Builtin bridge policy
zero-native provides built-in commands for windows (zero-native.window.*) and dialogs (zero-native.dialog.*). These are controlled separately from app-defined commands via the builtin_bridge field in RuntimeOptions.
js_window_api exposes the JavaScript window helper, but it does not bypass security. Window commands (zero-native.window.list, create, focus, close) must come from an allowed origin and must have the window permission when runtime permissions are configured. For broader control, use an explicit builtin_bridge policy:
Dialog commands (zero-native.dialog.openFile, saveFile, showMessage) are always default-deny and require an explicit builtin_bridge policy with the command listed:
.builtin_bridge = .{
.enabled = true,
.commands = &.{
.{ .name = "zero-native.window.create", .permissions = .{ "window" }, .origins = .{ "zero://app" } },
.{ .name = "zero-native.dialog.openFile", .origins = .{ "zero://app" } },
.{ .name = "zero-native.dialog.showMessage", .origins = .{ "zero://app" } },
},
},Bridge error codes
When a bridge call fails, the JavaScript promise rejects with an error containing a code field:
| Code | Cause |
|---|---|
invalid_request | Malformed JSON message |
unknown_command | No handler registered for this command |
permission_denied | Origin or permission check failed |
handler_failed | Handler returned an error |
payload_too_large | Message exceeds 16 KiB limit |
internal_error | Unexpected runtime error |
Handle errors in JavaScript:
try {
const result = await window.zero.invoke("native.ping", {});
} catch (error) {
console.error(error.code, error.message);
}Navigation policy
Main-frame navigation is allowlisted. Packaged assets normally use zero://app, inline examples use zero://inline, and dev servers should list their exact local origin.
.security = .{
.navigation = .{
.allowed_origins = .{
"zero://app",
"zero://inline",
"http://127.0.0.1:5173",
},
},
},Unknown main-frame navigations are blocked unless the external-link policy explicitly handles them.
External links
External links are denied by default.
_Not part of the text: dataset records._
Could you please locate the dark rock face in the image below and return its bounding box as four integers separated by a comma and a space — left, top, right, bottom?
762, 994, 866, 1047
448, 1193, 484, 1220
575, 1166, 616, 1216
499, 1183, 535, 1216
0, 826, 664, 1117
To open links in the system browser, opt in and list URL prefixes:
.security = .{
.navigation = .{
.external_links = .{
.action = "open_system_browser",
.allowed_urls = .{ "https://example.com/docs/*" },
},
},
},Do not allow broad external patterns for pages that can be influenced by remote content.
CSP guidance
For packaged assets, start with a strict Content Security Policy:
<meta http-equiv="Content-Security-Policy"
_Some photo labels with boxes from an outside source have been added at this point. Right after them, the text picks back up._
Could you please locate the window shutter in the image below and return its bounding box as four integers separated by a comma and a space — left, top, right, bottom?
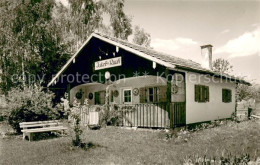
159, 85, 167, 102
205, 86, 209, 102
99, 91, 106, 105
139, 87, 145, 103
194, 85, 199, 102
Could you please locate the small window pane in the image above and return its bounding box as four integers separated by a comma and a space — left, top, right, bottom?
124, 90, 131, 103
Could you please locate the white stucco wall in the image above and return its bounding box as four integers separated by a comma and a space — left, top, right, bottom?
186, 72, 236, 124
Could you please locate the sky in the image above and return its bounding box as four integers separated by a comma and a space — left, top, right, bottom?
57, 0, 260, 83
124, 0, 260, 83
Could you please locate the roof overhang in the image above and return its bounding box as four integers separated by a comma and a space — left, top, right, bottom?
47, 33, 175, 87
content="default-src 'self'; script-src 'self'; style-src 'self'; img-src 'self' data:; connect-src 'self'">For inline Zig examples that embed scripts or styles, add only the minimum inline allowances:
<meta http-equiv="Content-Security-Policy"
content="default-src 'self'; script-src 'self' 'unsafe-inline'; style-src 'self' 'unsafe-inline'; img-src 'self' data:; connect-src 'self'">For dev servers, extend connect-src only to the local dev origin and WebSocket endpoint required by the framework. Keep production CSP separate from development CSP.
Security model summary
| Layer | Default | Opt-in |
|---|---|---|
| App bridge commands | Denied | Per-command policy with origin and permission checks |
| Builtin bridge (windows) | Denied unless js_window_api or explicit policy allows the helper and origin/permission checks pass | window permission plus exact allowed origins |
| Builtin bridge (dialogs) | Denied | Explicit builtin_bridge policy required |
| Navigation | Blocked | Allowlisted origins |
| External links | Denied | Explicit action + URL prefix list |
| Permissions | None granted | Declared in app.zon, checked at runtime |
| CSP | Not enforced by zero-native | Set in your HTML <meta> tag |
The goal is defense in depth: even if a command is registered in Zig, it won't execute unless the policy allows it from the requesting origin with the required permissions.